3. Method according to claim 2, wherein the proportion of new kaolin partides in the total amount of the separation agent is anywhere up to 40%.

4. Method according to claim 2, wherein the separated metakaolin particles are not returned any longer, once their alkali oxide content has reached 12 mass %.

5. Method according to claim 2, wherein the new kaolin particles exhibit a high proportional content of aluminium oxide, preferably as high as 35 mass %.

6. Method according to claim 1, wherein the proportionate amount of kaolin particles in the total separating agent-granulate mixture is dependent on the grain size of the lightweight aggregate granulate and varying between 12% and 30%.

7. Method according to claim 1, wherein the separation agent-granulate mixture is exposed to thermal energy at a temperature of 800° C. to 900° C. preferably being delivered in a continuously operating rotary furnace.

8. Method according to claim 1, wherein the metakaolin particles are separated in two stages.

9. Method according to claim 8, wherein the metakaolin particles are separated by air stream movement in a fluid bed cooler and by wind sorting.

10. Method according to claim 8, wherein the separated metakaolin particles exhibit a grain size below about 50 μm.

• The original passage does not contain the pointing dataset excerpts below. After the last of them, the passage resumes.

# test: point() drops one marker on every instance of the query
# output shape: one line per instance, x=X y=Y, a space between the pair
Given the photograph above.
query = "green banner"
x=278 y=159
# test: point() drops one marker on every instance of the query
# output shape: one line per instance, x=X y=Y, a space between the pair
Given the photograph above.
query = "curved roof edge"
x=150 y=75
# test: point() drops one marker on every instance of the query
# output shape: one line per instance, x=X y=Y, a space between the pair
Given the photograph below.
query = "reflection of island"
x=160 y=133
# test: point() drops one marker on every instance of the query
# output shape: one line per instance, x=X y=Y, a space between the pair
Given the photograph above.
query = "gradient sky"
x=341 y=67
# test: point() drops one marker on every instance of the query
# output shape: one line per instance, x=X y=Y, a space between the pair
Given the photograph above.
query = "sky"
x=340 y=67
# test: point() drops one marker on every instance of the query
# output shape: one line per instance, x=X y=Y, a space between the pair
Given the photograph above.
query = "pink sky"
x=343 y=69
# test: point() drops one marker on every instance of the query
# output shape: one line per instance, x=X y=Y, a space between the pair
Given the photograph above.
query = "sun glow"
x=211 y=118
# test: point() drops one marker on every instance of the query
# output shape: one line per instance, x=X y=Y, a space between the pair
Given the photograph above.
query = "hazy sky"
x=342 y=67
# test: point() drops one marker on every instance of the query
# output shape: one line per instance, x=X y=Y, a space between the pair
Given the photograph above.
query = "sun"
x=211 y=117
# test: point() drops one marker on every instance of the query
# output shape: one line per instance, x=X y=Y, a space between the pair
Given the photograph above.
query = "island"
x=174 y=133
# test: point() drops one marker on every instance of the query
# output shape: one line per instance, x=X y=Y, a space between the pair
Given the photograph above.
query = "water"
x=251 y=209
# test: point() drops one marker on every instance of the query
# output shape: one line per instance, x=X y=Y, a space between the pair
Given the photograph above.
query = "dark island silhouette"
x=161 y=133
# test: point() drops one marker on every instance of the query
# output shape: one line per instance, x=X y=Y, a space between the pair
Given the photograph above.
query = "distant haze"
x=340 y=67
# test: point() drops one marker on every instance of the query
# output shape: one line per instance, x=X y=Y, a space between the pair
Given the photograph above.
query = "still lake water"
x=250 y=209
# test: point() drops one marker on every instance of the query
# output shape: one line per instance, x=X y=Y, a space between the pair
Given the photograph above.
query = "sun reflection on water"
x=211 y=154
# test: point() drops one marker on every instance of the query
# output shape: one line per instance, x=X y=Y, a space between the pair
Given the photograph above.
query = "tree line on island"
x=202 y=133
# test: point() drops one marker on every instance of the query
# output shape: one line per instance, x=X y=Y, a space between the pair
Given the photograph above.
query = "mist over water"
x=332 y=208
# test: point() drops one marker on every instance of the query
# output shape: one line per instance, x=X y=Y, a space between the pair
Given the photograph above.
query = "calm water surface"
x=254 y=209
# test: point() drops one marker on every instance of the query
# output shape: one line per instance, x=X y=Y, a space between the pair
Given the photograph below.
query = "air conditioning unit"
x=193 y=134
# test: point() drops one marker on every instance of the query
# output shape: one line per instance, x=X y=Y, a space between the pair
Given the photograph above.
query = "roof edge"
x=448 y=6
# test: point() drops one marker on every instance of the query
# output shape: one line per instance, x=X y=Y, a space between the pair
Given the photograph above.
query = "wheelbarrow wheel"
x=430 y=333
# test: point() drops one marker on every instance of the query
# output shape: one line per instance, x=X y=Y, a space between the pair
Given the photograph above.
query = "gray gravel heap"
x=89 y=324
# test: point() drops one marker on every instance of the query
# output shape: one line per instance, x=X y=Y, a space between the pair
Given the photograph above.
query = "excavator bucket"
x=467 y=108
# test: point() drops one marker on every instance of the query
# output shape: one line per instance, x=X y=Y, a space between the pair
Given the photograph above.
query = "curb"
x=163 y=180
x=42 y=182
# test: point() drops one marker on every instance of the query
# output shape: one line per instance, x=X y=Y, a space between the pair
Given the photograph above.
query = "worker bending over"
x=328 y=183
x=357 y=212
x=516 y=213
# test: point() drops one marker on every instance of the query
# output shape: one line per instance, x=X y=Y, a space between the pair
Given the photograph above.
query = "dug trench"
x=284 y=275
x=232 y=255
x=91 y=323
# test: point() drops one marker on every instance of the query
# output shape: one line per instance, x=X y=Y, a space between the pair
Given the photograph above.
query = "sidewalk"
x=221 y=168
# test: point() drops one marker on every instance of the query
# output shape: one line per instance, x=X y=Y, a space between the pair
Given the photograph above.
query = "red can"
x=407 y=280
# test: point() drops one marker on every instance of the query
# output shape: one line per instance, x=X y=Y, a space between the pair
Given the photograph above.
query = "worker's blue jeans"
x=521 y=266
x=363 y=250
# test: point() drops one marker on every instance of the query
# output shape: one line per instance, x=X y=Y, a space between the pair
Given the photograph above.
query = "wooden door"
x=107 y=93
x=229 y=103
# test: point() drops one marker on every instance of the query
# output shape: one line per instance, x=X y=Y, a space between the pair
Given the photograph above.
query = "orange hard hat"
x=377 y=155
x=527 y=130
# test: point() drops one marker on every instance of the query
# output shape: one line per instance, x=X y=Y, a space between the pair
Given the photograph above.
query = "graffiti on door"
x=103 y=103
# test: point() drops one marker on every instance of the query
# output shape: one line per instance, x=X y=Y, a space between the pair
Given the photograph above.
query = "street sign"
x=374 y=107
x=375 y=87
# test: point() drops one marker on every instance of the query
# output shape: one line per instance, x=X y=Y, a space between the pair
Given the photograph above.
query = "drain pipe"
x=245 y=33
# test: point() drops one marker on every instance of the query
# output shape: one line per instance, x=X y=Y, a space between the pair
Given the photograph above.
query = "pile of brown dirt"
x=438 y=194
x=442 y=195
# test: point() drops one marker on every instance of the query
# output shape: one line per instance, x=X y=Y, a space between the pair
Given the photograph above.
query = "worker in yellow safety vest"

11. Use of the kaolin, which is employed as a separating agent in the process of expanding the lightweight aggregate material granulate and which, by thermal exposure according to claim 1, has been calcinated into metakaolin particles, as an aggregate material in building material composites, in particular, tiling adhesive composites.

12. Use according to claim 11, wherein the lightweight aggregate particles, which are produced in the same process with the metakaolin particles, are employed as pre-fabricated aggregate mixtures in building material composites, in particular, tiling adhesive composites.